What is an REO?

Although they are typically the ones to loan consumers money for mortgages, banks are not in the real estate game. Bank personal do not want to be in the business of showing and selling homes, but as the foreclosure rate increases steadily in America, many of the properties they mortgaged are reverting back to their ownership. When a property becomes Real Estate Owned (REO) a bank is the official owner of the defaulted property.

There are many stages of the foreclosure process. They are:

  • Pre-Lien
  • Lien
  • Notice of Default
  • Notice of Sale
  • Trustee of Sale
  • REO

During any of those stages, the original homeowner can still work on keeping their home. If they can renegotiate their mortgage with their lender or come up with the money in full to pay off their back debt then the process of foreclosure.
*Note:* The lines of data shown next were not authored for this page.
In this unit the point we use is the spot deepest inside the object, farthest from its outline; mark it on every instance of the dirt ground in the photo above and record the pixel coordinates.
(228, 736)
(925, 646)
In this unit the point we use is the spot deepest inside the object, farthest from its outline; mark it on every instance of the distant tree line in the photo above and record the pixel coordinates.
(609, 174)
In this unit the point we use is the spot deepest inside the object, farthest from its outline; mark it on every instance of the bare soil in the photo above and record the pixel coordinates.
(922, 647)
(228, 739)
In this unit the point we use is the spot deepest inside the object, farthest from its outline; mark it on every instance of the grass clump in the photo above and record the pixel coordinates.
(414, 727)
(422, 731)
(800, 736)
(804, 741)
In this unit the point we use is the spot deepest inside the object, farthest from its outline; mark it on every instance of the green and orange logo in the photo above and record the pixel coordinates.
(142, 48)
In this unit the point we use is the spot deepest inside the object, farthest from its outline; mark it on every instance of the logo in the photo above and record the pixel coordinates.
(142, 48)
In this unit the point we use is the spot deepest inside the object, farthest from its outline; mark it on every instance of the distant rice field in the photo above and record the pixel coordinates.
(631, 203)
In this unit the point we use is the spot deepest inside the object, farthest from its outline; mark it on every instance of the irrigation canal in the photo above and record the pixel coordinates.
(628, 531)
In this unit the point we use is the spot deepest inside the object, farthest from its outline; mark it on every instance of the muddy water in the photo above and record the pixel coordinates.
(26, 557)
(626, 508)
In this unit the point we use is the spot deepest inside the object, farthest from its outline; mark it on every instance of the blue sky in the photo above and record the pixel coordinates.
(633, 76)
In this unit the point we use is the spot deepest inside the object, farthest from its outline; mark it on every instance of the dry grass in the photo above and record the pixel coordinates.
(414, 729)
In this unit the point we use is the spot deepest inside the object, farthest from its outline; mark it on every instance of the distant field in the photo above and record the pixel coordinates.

The last step of the foreclosure process is when a home becomes REO. A home will become Real Estate Owned only occur if a home cannot be sold through a Sheriff or Public Trustee Sale or if the homeowner negotiates an agreement with the bank during a pre-foreclosure or at the public auction. At that point in time the property then reverts back to the lender. If the loan was backed by a government agency such as HUD, the property may become a government foreclosure. Homes sold directly through lenders are sold with a clean title, meaning no additional taxes are due.

The bank then has a goal to sell the property to make-up for the unpaid loan amount. Knowing that there may be a substantial amount of money to recoup, the lender typically clears the title and will perform the needed maintenance and repair on the home. After that point, the REO property is generally sold as is. Because the bank is investing some money in to try to bridge the gap of their financial losses, the bargains for these types of properties are limited.